| 250 g | Farina di grano tenero tipo 00 |
| 3 uova intere | Uova |
| 150 g | Verdure miste (spinaci, erbette, cavolo) lessate e strizzate |
| 100 g | Carne magra di vitello macinata |
| 40 g | Parmigiano reggiano grattugiato |
| 30 g | Pangrattato fine |
| 1 spicchio | Aglio |
| 3 rametti | Rosmarino e salvia freschi |
| 1 pizzico | Noce moscata |
| sale q.b. | Sale |
| 1 litro | Brodo di carne o verdure |
| 170 kcal | Energia |
| 7,5 g | Proteine |
| 5,2 g | Grassi |
| 2,1 g | di cui saturi |
| 22 g | Carboidrati |
| 1,2 g | di cui zuccheri |
| 1,8 g | Fibre |
| 0,8 g | Sale |
Il sapore degli agnolotti del Mugello è delicato e al contempo pieno: il ripieno di verdure e carne macinata offre dolcezza e mineralità, mentre il brodo o il burro esaltano la morbidezza della pasta all'uovo. La nota aromatica prevalente viene dal rosmarino e dalla salvia nel ripieno, che si sentono come un sottofondo profumato senza dominare. Si servono tradizionalmente in brodo di carne, ma anche semplicemente al burro con parmigiano. L'abbinamento più classico rimane il brodo fumante durante i mesi freddi.

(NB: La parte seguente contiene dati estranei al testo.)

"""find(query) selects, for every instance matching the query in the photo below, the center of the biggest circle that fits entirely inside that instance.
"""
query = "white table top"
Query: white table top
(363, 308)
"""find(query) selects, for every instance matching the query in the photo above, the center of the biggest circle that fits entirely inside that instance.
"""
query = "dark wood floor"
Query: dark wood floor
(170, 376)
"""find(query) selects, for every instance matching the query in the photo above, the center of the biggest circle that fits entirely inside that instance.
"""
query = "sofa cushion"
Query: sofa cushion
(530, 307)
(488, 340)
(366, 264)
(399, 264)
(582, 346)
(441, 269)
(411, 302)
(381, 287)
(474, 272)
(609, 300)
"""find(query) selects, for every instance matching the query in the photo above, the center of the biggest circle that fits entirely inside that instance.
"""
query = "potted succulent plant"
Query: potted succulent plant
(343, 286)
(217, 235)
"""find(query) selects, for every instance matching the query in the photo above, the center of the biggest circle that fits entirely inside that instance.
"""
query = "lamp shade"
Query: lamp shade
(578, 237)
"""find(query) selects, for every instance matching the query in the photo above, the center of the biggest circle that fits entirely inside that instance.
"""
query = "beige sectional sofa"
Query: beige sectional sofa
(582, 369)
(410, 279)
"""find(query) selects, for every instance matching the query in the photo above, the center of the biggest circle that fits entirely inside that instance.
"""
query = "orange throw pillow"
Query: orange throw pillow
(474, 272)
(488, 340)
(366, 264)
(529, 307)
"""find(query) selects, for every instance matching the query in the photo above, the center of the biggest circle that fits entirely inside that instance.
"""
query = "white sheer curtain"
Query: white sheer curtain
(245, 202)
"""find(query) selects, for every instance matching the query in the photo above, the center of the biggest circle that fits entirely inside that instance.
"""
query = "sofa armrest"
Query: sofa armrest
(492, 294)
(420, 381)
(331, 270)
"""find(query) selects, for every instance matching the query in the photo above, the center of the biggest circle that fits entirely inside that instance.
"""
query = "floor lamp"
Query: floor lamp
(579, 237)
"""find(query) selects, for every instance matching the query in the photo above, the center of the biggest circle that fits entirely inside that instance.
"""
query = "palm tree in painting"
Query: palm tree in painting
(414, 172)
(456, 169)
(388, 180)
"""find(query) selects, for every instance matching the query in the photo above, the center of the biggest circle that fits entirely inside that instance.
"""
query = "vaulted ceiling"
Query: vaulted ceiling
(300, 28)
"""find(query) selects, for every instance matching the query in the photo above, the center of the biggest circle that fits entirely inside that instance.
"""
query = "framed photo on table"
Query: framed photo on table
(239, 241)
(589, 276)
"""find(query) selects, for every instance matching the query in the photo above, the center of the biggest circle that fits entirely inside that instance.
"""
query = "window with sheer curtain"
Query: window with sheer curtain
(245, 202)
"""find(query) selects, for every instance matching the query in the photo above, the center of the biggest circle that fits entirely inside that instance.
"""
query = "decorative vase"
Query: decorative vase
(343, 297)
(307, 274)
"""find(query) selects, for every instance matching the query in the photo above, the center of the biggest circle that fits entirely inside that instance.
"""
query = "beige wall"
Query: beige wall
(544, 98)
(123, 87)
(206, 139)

L'errore più frequente è utilizzare un ripieno troppo umido: se il ripieno non è ben asciugato, l'acqua impregnherà la pasta durante la ripresa e gli agnolotti diventeranno molli e si romperanno durante la cottura. Allo stesso modo, una sfoglia troppo spessa resterà cruda al centro o la pasta avrà una consistenza gommosa. La sfoglia deve essere trasparente, quasi da leggere attraverso: non è esagerazione, è il punto di cottura corretto.
Gli agnolotti del Mugello sono piatti da fare in autunno e inverno, quando il brodo caldo è una necessità e il comfort della cucina è naturale. Si preparano bene anche in primavera se il clima è ancora temperato e si serve il brodo fumante a cena. Non è un piatto estivo per la sua natura sostanziosa, ma nulla vieta di servirli freddi in insalata durante l'estate se rimane un'ossessione culinaria.